Toda la Obra se halla en estos cuatro tiempos"
Este escrito forma parte de un artículo escrito por el insigne
Martinista Alphonse Constant (Eliphas Levi) que, posteriormente, fue publicado como
parte de su obra póstuma «El Gran Arcano del Ocultismo Revelado».
Su lenguaje
es rebuscado, muy propio de los escritores europeos de mediados del siglo XIX, pero
los conceptos que vierte son de gran interés para los lectores del Triángulo de
Luz, razón por la cual, lo publicamos para su deleite.
Sabiduría,
moralidad, virtud: palabras respetables, pero vagas, sobre las cuales
se disputa desde hace muchos siglos pero sin haber conseguido entenderlas.
Querría
ser sabio, mas:
¿Tendré yo la certeza de mi sabiduría, mientras crea que los locos son más felices y hasta más alegres que yo?
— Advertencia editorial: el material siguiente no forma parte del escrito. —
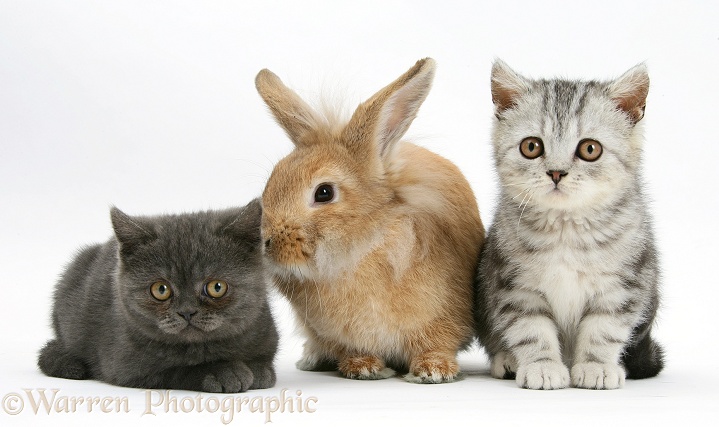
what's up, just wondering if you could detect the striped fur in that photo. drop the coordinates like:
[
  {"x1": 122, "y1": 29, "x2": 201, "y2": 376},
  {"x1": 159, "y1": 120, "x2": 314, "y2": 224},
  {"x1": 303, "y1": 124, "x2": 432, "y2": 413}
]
[{"x1": 475, "y1": 60, "x2": 663, "y2": 390}]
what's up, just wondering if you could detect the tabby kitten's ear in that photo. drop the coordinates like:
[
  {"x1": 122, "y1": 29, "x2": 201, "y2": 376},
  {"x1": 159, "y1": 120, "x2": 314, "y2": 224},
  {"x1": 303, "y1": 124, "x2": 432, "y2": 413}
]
[
  {"x1": 218, "y1": 199, "x2": 262, "y2": 248},
  {"x1": 110, "y1": 207, "x2": 157, "y2": 254},
  {"x1": 490, "y1": 59, "x2": 531, "y2": 116},
  {"x1": 607, "y1": 63, "x2": 649, "y2": 124}
]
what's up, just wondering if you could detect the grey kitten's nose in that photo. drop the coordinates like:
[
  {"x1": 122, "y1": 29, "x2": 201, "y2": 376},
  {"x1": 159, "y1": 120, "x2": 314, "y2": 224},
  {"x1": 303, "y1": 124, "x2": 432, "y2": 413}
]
[
  {"x1": 547, "y1": 170, "x2": 568, "y2": 185},
  {"x1": 178, "y1": 311, "x2": 197, "y2": 322}
]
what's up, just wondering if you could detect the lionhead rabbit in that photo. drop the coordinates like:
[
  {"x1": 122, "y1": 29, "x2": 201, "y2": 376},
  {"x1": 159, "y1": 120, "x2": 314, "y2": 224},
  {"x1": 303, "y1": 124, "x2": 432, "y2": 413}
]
[{"x1": 256, "y1": 58, "x2": 484, "y2": 383}]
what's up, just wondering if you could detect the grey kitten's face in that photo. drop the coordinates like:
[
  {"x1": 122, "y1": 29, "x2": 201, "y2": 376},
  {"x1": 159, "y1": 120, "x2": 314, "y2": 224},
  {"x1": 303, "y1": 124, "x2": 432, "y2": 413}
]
[
  {"x1": 491, "y1": 61, "x2": 648, "y2": 213},
  {"x1": 111, "y1": 201, "x2": 265, "y2": 343}
]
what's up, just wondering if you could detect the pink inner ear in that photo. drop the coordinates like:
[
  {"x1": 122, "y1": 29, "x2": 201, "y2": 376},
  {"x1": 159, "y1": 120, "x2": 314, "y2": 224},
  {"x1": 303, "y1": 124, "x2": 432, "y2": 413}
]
[
  {"x1": 614, "y1": 92, "x2": 647, "y2": 123},
  {"x1": 609, "y1": 65, "x2": 649, "y2": 124},
  {"x1": 492, "y1": 85, "x2": 519, "y2": 113},
  {"x1": 380, "y1": 102, "x2": 409, "y2": 155},
  {"x1": 375, "y1": 77, "x2": 429, "y2": 159}
]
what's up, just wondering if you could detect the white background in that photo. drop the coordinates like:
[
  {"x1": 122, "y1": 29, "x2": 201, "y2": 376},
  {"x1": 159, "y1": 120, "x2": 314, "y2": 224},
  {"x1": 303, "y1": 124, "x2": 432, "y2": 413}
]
[{"x1": 1, "y1": 1, "x2": 718, "y2": 426}]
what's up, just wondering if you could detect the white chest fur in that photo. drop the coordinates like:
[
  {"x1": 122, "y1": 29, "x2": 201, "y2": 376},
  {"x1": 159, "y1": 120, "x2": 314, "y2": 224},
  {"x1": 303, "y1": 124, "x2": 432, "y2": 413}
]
[{"x1": 514, "y1": 214, "x2": 636, "y2": 351}]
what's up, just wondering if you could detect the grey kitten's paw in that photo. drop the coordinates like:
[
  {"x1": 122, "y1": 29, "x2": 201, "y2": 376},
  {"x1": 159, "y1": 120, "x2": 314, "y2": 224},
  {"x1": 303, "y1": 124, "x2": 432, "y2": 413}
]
[
  {"x1": 571, "y1": 363, "x2": 625, "y2": 389},
  {"x1": 516, "y1": 360, "x2": 570, "y2": 390},
  {"x1": 38, "y1": 340, "x2": 89, "y2": 380},
  {"x1": 200, "y1": 361, "x2": 254, "y2": 393},
  {"x1": 247, "y1": 364, "x2": 277, "y2": 390}
]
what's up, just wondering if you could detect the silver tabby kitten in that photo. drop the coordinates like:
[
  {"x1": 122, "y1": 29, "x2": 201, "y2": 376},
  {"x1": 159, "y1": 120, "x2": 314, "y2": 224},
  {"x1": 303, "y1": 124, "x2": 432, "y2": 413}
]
[{"x1": 475, "y1": 60, "x2": 664, "y2": 390}]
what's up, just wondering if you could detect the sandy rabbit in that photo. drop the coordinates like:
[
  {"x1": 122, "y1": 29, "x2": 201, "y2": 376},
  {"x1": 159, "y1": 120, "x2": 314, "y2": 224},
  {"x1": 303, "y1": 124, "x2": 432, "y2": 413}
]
[{"x1": 256, "y1": 58, "x2": 484, "y2": 383}]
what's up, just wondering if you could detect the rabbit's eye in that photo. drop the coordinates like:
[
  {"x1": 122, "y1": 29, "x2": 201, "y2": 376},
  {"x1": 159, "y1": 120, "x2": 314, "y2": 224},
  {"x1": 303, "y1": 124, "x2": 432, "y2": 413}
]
[{"x1": 314, "y1": 184, "x2": 335, "y2": 204}]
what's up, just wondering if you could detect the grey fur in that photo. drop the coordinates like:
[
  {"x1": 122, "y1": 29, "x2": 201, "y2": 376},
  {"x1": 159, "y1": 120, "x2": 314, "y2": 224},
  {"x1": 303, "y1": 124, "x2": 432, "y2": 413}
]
[
  {"x1": 38, "y1": 199, "x2": 278, "y2": 392},
  {"x1": 476, "y1": 60, "x2": 663, "y2": 389}
]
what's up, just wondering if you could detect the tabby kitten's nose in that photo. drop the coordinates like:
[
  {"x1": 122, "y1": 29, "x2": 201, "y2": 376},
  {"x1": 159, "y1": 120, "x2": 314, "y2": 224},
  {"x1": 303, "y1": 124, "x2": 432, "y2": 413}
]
[
  {"x1": 178, "y1": 311, "x2": 197, "y2": 322},
  {"x1": 547, "y1": 170, "x2": 568, "y2": 185}
]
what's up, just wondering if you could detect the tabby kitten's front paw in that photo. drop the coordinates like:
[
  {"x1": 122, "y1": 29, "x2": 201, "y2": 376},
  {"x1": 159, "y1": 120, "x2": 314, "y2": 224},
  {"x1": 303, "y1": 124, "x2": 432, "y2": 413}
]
[
  {"x1": 517, "y1": 361, "x2": 570, "y2": 390},
  {"x1": 571, "y1": 363, "x2": 625, "y2": 389},
  {"x1": 200, "y1": 361, "x2": 254, "y2": 393},
  {"x1": 490, "y1": 352, "x2": 517, "y2": 379}
]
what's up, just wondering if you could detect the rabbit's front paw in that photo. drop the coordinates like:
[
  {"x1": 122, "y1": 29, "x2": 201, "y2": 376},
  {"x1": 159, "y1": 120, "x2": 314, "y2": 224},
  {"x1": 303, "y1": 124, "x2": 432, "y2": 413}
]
[
  {"x1": 338, "y1": 355, "x2": 394, "y2": 380},
  {"x1": 296, "y1": 354, "x2": 337, "y2": 372},
  {"x1": 405, "y1": 352, "x2": 460, "y2": 384}
]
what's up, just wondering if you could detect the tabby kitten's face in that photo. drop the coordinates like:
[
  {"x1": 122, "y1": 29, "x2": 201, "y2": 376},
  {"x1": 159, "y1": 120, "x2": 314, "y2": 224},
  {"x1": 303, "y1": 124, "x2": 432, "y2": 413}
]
[
  {"x1": 111, "y1": 203, "x2": 265, "y2": 343},
  {"x1": 491, "y1": 61, "x2": 649, "y2": 212}
]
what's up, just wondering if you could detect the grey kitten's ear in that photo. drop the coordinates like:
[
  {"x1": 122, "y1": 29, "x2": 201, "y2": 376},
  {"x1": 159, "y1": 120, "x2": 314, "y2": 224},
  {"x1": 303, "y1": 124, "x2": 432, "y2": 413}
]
[
  {"x1": 491, "y1": 59, "x2": 531, "y2": 116},
  {"x1": 219, "y1": 199, "x2": 262, "y2": 247},
  {"x1": 110, "y1": 207, "x2": 157, "y2": 253},
  {"x1": 608, "y1": 63, "x2": 649, "y2": 124}
]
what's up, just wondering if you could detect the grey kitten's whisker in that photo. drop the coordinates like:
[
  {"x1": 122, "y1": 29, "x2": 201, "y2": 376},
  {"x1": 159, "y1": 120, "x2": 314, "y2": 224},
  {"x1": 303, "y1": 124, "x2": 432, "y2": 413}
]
[{"x1": 289, "y1": 262, "x2": 310, "y2": 328}]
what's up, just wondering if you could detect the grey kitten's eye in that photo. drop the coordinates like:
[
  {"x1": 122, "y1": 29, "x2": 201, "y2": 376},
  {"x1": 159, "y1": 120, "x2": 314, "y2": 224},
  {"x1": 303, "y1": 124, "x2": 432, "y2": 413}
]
[
  {"x1": 313, "y1": 183, "x2": 335, "y2": 204},
  {"x1": 519, "y1": 137, "x2": 544, "y2": 159},
  {"x1": 205, "y1": 280, "x2": 228, "y2": 298},
  {"x1": 150, "y1": 281, "x2": 172, "y2": 301},
  {"x1": 576, "y1": 139, "x2": 603, "y2": 162}
]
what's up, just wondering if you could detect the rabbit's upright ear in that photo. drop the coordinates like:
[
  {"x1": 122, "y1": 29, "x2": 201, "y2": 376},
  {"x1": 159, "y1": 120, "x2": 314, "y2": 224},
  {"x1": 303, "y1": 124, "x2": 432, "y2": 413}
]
[
  {"x1": 343, "y1": 58, "x2": 435, "y2": 164},
  {"x1": 256, "y1": 69, "x2": 322, "y2": 147}
]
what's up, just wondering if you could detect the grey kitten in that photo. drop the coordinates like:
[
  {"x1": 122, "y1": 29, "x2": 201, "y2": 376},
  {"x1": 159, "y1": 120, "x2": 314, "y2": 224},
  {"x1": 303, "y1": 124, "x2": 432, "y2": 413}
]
[
  {"x1": 475, "y1": 60, "x2": 664, "y2": 390},
  {"x1": 38, "y1": 199, "x2": 278, "y2": 392}
]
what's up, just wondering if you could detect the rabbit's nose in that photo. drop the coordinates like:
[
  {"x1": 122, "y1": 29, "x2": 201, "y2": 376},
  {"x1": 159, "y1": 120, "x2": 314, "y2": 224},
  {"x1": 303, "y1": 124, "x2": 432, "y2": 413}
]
[{"x1": 264, "y1": 238, "x2": 272, "y2": 250}]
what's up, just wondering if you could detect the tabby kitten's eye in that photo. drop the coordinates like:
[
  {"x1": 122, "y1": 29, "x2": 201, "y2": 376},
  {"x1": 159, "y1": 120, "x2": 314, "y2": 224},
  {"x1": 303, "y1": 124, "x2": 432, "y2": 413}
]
[
  {"x1": 205, "y1": 280, "x2": 228, "y2": 298},
  {"x1": 150, "y1": 281, "x2": 172, "y2": 301},
  {"x1": 519, "y1": 137, "x2": 544, "y2": 159},
  {"x1": 576, "y1": 139, "x2": 603, "y2": 162}
]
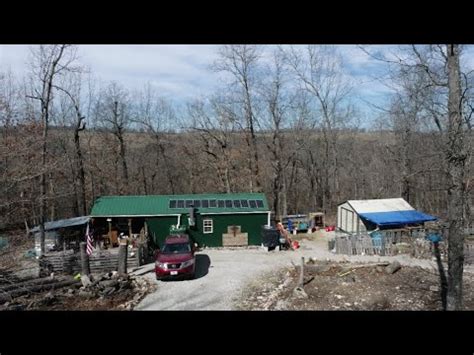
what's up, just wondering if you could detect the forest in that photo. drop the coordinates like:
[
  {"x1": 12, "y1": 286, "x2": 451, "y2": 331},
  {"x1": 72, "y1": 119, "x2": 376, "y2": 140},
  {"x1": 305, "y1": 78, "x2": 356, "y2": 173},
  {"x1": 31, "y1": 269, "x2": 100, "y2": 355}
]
[{"x1": 0, "y1": 45, "x2": 472, "y2": 230}]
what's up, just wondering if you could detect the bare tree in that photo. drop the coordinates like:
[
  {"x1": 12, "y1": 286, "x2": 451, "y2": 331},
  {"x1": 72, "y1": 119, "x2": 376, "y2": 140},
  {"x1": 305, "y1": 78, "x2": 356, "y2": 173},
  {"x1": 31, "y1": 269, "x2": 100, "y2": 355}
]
[
  {"x1": 446, "y1": 44, "x2": 468, "y2": 310},
  {"x1": 365, "y1": 44, "x2": 472, "y2": 309},
  {"x1": 26, "y1": 45, "x2": 78, "y2": 254},
  {"x1": 188, "y1": 97, "x2": 236, "y2": 193},
  {"x1": 282, "y1": 45, "x2": 354, "y2": 212},
  {"x1": 257, "y1": 50, "x2": 297, "y2": 217},
  {"x1": 214, "y1": 45, "x2": 263, "y2": 192},
  {"x1": 134, "y1": 83, "x2": 177, "y2": 194},
  {"x1": 54, "y1": 71, "x2": 88, "y2": 215},
  {"x1": 95, "y1": 81, "x2": 131, "y2": 194}
]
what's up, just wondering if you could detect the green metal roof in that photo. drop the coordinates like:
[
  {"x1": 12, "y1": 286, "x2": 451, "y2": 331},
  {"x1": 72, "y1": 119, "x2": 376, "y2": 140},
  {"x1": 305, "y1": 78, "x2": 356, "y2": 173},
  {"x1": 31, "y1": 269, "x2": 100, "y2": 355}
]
[{"x1": 90, "y1": 193, "x2": 269, "y2": 217}]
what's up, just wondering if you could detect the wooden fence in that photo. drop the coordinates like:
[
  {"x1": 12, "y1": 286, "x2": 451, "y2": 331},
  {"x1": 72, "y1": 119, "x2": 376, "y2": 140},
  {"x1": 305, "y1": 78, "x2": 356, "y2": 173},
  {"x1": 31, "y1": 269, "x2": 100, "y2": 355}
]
[
  {"x1": 39, "y1": 247, "x2": 144, "y2": 276},
  {"x1": 333, "y1": 231, "x2": 473, "y2": 264}
]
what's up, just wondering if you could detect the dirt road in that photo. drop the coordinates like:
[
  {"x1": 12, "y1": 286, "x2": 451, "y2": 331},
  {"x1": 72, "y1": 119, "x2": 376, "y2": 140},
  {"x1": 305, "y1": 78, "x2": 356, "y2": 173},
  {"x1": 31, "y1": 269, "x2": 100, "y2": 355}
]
[{"x1": 135, "y1": 232, "x2": 473, "y2": 310}]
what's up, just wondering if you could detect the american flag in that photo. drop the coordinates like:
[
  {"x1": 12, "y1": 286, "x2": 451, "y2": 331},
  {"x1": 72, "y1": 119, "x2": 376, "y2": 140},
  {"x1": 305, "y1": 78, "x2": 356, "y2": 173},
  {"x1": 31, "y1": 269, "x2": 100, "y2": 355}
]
[{"x1": 86, "y1": 222, "x2": 94, "y2": 255}]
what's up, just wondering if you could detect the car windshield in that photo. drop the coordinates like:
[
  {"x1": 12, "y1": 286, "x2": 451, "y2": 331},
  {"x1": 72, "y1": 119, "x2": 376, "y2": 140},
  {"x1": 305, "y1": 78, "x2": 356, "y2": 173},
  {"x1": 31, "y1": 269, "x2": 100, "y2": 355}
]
[{"x1": 161, "y1": 243, "x2": 191, "y2": 254}]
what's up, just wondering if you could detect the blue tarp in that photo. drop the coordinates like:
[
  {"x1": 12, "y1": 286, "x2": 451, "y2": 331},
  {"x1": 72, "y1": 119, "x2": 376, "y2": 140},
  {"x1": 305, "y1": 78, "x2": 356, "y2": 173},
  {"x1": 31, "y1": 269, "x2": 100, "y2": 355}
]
[{"x1": 359, "y1": 210, "x2": 437, "y2": 227}]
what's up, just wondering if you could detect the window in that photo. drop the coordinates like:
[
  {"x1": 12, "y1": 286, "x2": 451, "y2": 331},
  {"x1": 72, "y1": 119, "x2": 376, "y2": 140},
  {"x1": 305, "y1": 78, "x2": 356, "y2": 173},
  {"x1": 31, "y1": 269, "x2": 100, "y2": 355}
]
[
  {"x1": 233, "y1": 200, "x2": 241, "y2": 208},
  {"x1": 240, "y1": 199, "x2": 249, "y2": 208},
  {"x1": 256, "y1": 200, "x2": 264, "y2": 208},
  {"x1": 218, "y1": 200, "x2": 225, "y2": 208},
  {"x1": 203, "y1": 219, "x2": 213, "y2": 234},
  {"x1": 201, "y1": 200, "x2": 209, "y2": 208},
  {"x1": 162, "y1": 243, "x2": 191, "y2": 254},
  {"x1": 169, "y1": 200, "x2": 177, "y2": 208},
  {"x1": 249, "y1": 200, "x2": 257, "y2": 208},
  {"x1": 193, "y1": 200, "x2": 201, "y2": 208},
  {"x1": 177, "y1": 200, "x2": 184, "y2": 208},
  {"x1": 209, "y1": 200, "x2": 216, "y2": 208},
  {"x1": 225, "y1": 200, "x2": 233, "y2": 208},
  {"x1": 185, "y1": 200, "x2": 193, "y2": 208}
]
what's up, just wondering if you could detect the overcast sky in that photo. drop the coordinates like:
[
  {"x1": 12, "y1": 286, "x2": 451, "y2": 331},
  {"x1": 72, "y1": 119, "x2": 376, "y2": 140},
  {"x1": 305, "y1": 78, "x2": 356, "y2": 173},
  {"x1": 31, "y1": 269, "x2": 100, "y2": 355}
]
[{"x1": 1, "y1": 45, "x2": 473, "y2": 123}]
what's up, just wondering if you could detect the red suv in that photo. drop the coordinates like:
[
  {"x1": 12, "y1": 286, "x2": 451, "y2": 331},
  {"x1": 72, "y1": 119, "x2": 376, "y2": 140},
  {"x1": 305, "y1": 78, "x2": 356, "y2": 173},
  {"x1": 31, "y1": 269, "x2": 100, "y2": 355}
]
[{"x1": 155, "y1": 235, "x2": 196, "y2": 280}]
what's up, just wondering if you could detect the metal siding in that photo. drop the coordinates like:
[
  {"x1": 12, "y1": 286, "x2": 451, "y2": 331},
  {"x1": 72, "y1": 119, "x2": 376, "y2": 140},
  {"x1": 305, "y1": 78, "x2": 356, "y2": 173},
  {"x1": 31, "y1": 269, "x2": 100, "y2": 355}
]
[
  {"x1": 146, "y1": 213, "x2": 267, "y2": 248},
  {"x1": 146, "y1": 216, "x2": 180, "y2": 248},
  {"x1": 211, "y1": 213, "x2": 267, "y2": 246},
  {"x1": 337, "y1": 202, "x2": 350, "y2": 230}
]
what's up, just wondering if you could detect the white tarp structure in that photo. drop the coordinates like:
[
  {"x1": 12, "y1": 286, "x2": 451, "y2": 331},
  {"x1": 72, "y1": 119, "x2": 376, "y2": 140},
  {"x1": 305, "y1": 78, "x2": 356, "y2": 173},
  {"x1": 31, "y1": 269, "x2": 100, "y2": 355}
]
[{"x1": 337, "y1": 198, "x2": 436, "y2": 234}]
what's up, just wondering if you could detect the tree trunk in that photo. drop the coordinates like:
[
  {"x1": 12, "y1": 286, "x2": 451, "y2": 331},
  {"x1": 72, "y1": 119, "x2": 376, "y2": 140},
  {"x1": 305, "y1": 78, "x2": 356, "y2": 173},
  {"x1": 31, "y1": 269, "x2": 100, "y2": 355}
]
[
  {"x1": 117, "y1": 131, "x2": 129, "y2": 194},
  {"x1": 157, "y1": 140, "x2": 175, "y2": 194},
  {"x1": 36, "y1": 45, "x2": 67, "y2": 254},
  {"x1": 446, "y1": 44, "x2": 466, "y2": 310},
  {"x1": 141, "y1": 165, "x2": 148, "y2": 194},
  {"x1": 74, "y1": 123, "x2": 87, "y2": 215}
]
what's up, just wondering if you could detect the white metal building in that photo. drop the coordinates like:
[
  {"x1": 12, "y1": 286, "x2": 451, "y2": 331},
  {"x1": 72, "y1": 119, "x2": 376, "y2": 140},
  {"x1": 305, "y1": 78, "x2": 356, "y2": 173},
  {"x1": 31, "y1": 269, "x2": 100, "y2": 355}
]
[{"x1": 337, "y1": 198, "x2": 436, "y2": 234}]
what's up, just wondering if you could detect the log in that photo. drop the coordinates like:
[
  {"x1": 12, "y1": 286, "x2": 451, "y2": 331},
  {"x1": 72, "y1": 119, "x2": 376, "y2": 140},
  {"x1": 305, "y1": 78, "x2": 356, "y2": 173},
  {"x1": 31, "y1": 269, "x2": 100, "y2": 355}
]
[
  {"x1": 117, "y1": 241, "x2": 128, "y2": 275},
  {"x1": 0, "y1": 276, "x2": 65, "y2": 293},
  {"x1": 80, "y1": 242, "x2": 91, "y2": 276},
  {"x1": 0, "y1": 279, "x2": 80, "y2": 303},
  {"x1": 385, "y1": 261, "x2": 401, "y2": 274}
]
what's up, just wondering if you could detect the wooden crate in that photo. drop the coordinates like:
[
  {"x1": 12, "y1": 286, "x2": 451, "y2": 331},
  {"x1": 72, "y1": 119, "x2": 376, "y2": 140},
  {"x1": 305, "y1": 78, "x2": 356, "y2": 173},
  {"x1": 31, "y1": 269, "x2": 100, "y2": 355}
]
[{"x1": 222, "y1": 233, "x2": 248, "y2": 246}]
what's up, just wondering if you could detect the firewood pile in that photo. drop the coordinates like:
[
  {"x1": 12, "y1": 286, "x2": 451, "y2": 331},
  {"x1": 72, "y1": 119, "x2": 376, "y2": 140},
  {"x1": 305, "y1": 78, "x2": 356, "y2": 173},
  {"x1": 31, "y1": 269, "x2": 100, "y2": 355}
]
[{"x1": 0, "y1": 271, "x2": 154, "y2": 310}]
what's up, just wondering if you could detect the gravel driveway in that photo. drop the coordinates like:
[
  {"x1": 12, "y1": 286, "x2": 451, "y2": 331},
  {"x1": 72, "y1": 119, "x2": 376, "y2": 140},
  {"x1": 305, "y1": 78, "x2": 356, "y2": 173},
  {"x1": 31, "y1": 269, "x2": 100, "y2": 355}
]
[{"x1": 135, "y1": 233, "x2": 474, "y2": 310}]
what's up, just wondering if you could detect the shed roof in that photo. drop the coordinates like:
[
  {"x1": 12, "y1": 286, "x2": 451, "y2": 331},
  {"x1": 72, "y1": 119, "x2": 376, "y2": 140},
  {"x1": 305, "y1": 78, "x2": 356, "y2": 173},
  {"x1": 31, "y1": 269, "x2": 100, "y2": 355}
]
[
  {"x1": 346, "y1": 198, "x2": 414, "y2": 214},
  {"x1": 90, "y1": 193, "x2": 269, "y2": 217},
  {"x1": 30, "y1": 216, "x2": 90, "y2": 233}
]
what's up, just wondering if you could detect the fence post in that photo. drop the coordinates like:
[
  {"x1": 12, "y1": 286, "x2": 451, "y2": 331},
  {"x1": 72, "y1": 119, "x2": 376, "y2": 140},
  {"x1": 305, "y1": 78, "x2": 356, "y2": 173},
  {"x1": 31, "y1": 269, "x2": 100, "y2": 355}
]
[
  {"x1": 298, "y1": 257, "x2": 305, "y2": 288},
  {"x1": 80, "y1": 242, "x2": 91, "y2": 276},
  {"x1": 137, "y1": 242, "x2": 144, "y2": 266},
  {"x1": 118, "y1": 240, "x2": 128, "y2": 275}
]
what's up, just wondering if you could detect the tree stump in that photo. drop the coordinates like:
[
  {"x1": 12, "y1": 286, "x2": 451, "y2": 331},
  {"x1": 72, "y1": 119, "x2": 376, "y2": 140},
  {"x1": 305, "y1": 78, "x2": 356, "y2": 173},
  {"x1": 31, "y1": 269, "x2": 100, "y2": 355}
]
[{"x1": 118, "y1": 240, "x2": 128, "y2": 275}]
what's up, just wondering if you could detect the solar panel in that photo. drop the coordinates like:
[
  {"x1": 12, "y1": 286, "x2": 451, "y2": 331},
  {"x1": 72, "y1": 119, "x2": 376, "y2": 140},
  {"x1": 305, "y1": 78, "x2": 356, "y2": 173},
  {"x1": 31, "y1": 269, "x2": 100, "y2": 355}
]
[
  {"x1": 185, "y1": 200, "x2": 193, "y2": 208},
  {"x1": 201, "y1": 200, "x2": 209, "y2": 208},
  {"x1": 225, "y1": 200, "x2": 233, "y2": 208},
  {"x1": 218, "y1": 200, "x2": 225, "y2": 208},
  {"x1": 233, "y1": 200, "x2": 241, "y2": 208},
  {"x1": 240, "y1": 200, "x2": 249, "y2": 208},
  {"x1": 249, "y1": 200, "x2": 257, "y2": 208},
  {"x1": 177, "y1": 200, "x2": 184, "y2": 208},
  {"x1": 209, "y1": 200, "x2": 217, "y2": 208},
  {"x1": 193, "y1": 200, "x2": 201, "y2": 208},
  {"x1": 256, "y1": 200, "x2": 264, "y2": 208},
  {"x1": 169, "y1": 200, "x2": 177, "y2": 208}
]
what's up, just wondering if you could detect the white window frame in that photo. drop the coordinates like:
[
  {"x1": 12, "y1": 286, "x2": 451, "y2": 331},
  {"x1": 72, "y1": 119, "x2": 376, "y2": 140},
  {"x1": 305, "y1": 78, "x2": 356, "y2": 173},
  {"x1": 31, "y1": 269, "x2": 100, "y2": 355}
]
[{"x1": 203, "y1": 219, "x2": 213, "y2": 234}]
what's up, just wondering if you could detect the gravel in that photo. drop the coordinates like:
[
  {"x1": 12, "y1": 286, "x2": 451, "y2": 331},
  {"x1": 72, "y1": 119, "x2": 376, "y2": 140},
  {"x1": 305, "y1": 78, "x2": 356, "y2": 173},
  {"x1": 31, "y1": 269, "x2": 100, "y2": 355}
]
[{"x1": 135, "y1": 232, "x2": 474, "y2": 310}]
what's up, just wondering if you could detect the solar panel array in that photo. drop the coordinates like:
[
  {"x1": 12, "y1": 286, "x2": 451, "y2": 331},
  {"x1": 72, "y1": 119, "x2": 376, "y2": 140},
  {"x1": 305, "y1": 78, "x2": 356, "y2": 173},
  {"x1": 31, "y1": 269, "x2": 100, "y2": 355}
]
[{"x1": 168, "y1": 198, "x2": 265, "y2": 209}]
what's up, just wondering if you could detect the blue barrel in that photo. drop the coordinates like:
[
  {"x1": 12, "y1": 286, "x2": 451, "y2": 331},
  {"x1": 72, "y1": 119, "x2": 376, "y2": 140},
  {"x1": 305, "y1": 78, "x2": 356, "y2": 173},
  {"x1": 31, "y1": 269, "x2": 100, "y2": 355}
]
[
  {"x1": 426, "y1": 233, "x2": 442, "y2": 243},
  {"x1": 370, "y1": 231, "x2": 383, "y2": 248}
]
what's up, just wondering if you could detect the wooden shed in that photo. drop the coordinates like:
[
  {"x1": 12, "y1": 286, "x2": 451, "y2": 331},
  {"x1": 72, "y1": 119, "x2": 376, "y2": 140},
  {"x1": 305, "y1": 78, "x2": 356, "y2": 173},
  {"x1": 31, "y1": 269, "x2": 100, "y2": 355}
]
[{"x1": 89, "y1": 193, "x2": 270, "y2": 248}]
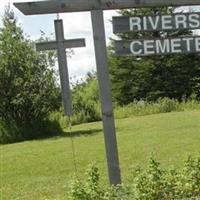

Es preciso tener buenas costumbres, pero todos somos algo niños: las moralidades
nos adormecen.
Y es que nos enseñan moralidades tontas que no convienen a nuestra
naturaleza.
Hablamos de lo que no nos interesa y pensamos en otra cosa.
Excelente
cosa es la virtud: su nombre quiere decir fuerza, poder.
El mundo subsiste por
la virtud de Dios. Mas:
¿En qué consiste para nosotros la virtud?
¿Será una virtud
para enflaquecer la cabeza o suavizar el rostro?
¿Llamaremos virtud a la
simplicidad del hombre de bien que se deja despojar por los bellacos?
¿Será virtud
abstenerse en el temor de abusar?
¿Qué pensaríamos de un hombre que no ándase
por miedo de quebrarse una pierna?
La virtud, en todas las cosas, es lo opuesto de la nulidad, del
sopor y de la impotencia. La virtud supone la acción; pues si ordinariamente oponemos
la virtud a las pasiones es para demostrar que ella nunca es pasiva.
La virtud
no es solamente la fuerza, es también la razón directora de la fuerza. Es el poder
equilibrante de la vida. El gran secreto de la virtud, de la virtualidad y de la
vida, sea temporal, sea eterna, puede formularse así:
El arte de balancear las fuerzas para equilibrar el movimiento.
El equilibrio que se necesita alcanzar no es el que produce la inmovilidad, sino
el que realiza el movimiento.
Pues la inmovilidad es muerte y el movimiento
es vida.
Este equilibrio motor es el de la propia Naturaleza. La Naturaleza,
equilibrando las fuerzas fatales, produce el mal físico y la destrucción aparente
del hombre mal equilibrado.
El hombre se libera de los males de la Naturaleza
sabiendo sustraerse a la fatalidad de las circunstancias por el empleo inteligente
de su libertad. Empleamos aquí la palabra fatalidad, porque las fuerzas imprevistas
e incomprensibles para el hombre necesariamente le parecen fatales, lo que no indica
que realmente lo sean.
La Naturaleza ha previsto la conservación de los animales
dotados de instinto, pero también dispone todo para que el hombre imprudente perezca.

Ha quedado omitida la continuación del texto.